Tetrachloroethene (PCE) in Public Water and Health
Tetrachloroethene (), also known as perchloroethylene, tetrachloroethylene, and perchloroethene, is a man-made, colorless, dense liquid. The maximum contaminant level (MCL) for PCE is 5 mcg/L.
Exposure and Risk
In the past, PCE was used in large amounts to produce other chemicals and as an industrial solvent. It was also used to clean and degrease metals and used in paints and pesticides. Less toxic chemicals are now available to replace this solvent. Large-scale commercial production of PCE has stopped, although some production still occurs.
PCE is not life threatening unless people intentionally or accidentally drink more than a few spoonful's at one time or spill a large amount so that they breathe it and get it on their skin.
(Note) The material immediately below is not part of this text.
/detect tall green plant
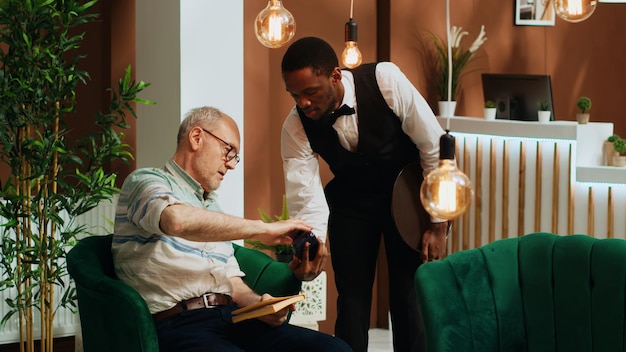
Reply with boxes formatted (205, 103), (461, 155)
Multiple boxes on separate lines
(0, 0), (153, 351)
Breathing concentrated fumes of PCE (enough so that its sickeningly sweet smell is noticed) can rapidly cause fatigue, vomiting, dizziness, and possibly unconsciousness. Most people recover from these effects once they are in fresh air.
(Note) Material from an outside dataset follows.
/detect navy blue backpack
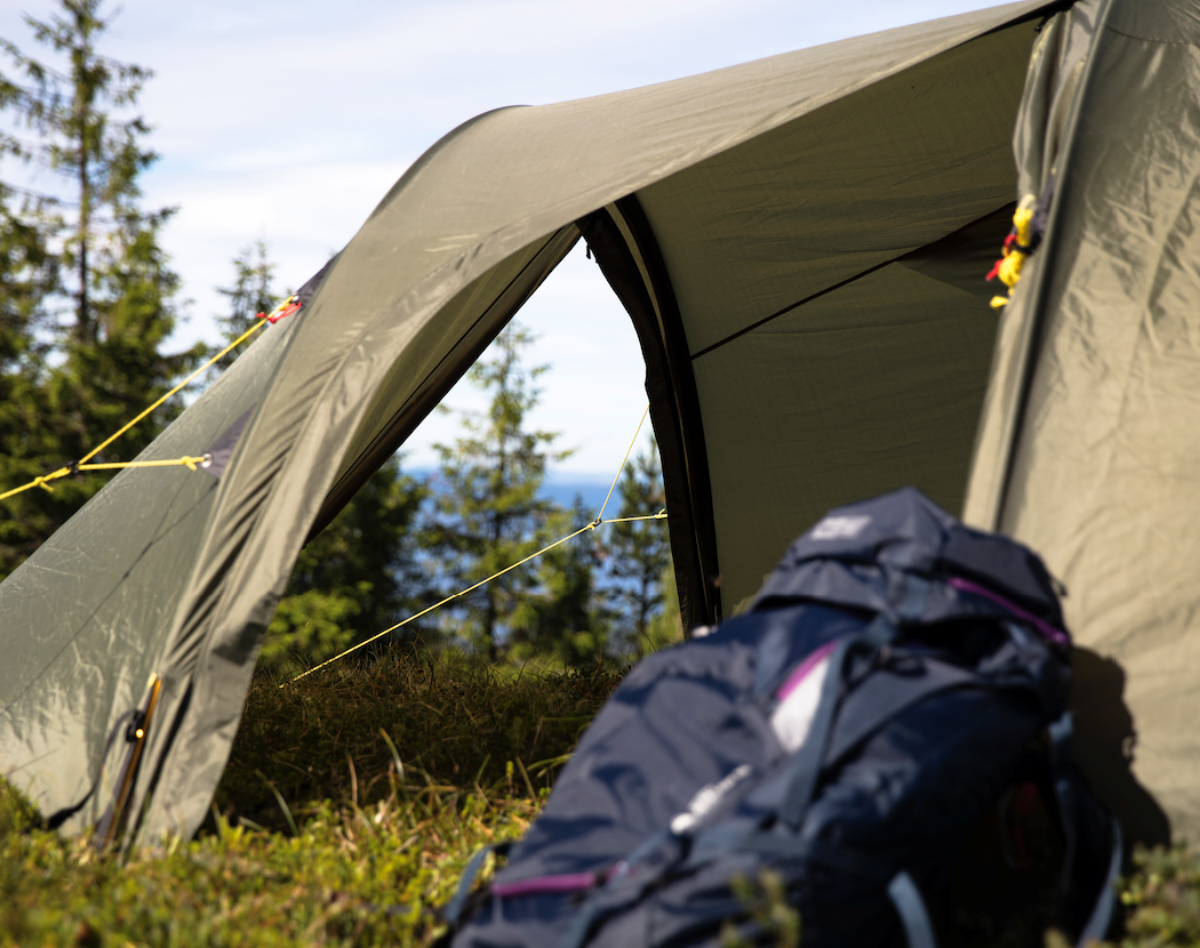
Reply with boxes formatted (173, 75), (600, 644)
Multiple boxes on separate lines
(443, 488), (1121, 948)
Breathing, drinking, or having PCE come into contact with skin may cause liver damage, stomach aches, or dizziness if people are exposed long enough to high amounts. The health effects on people from long-term exposure to small amounts of PCE are not known.
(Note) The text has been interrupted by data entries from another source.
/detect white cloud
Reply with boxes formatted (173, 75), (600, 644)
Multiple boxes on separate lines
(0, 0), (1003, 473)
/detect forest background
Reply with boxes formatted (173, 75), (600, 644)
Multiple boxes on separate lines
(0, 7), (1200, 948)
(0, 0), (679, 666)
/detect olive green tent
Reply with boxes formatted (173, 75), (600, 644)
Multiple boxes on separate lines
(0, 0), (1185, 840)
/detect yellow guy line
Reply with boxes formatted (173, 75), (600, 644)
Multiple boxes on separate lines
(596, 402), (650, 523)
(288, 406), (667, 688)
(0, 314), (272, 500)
Most people are not expected to be exposed very much to PCE because the levels are usually very low in the environment and it is no longer used by the general public. Higher levels of PCE have been found in groundwater at a few locations in the United States. Individuals who use or drink the groundwater from these locations may have higher exposures to PCE. People who live near hazardous waste sites and industrial buildings where PCE is used may be exposed to this chemical by breathing in contaminated air, touching contaminated soil, or drinking contaminated water.
In addition to exposures in air and drinking water, people may be exposed to PCE from accidents or normal operations in workplaces. The compound has been used as a solvent for many operations. People involved in such work are most likely to be exposed by breathing in vapors of the chemical or from skin contact.
Community Public Water Supplies are already being tested for PCE and other solvents, and are required to provide that information each year to consumers in the annual Consumer Confidence Report. If a doctor finds that a patient has been exposed to substantial amounts of PCE, that doctor should ask whether any children in the household might also have been exposed. The doctor might need to ask the state health department to investigate.
Families are not likely to be exposed to amounts of PCE that are high enough to be a health concern because the chemical is no longer used in household products. It is possible that some old household products (such as cleaners, degreasers, and paints) contain small amounts of PCE. These products should be kept out of reach of children.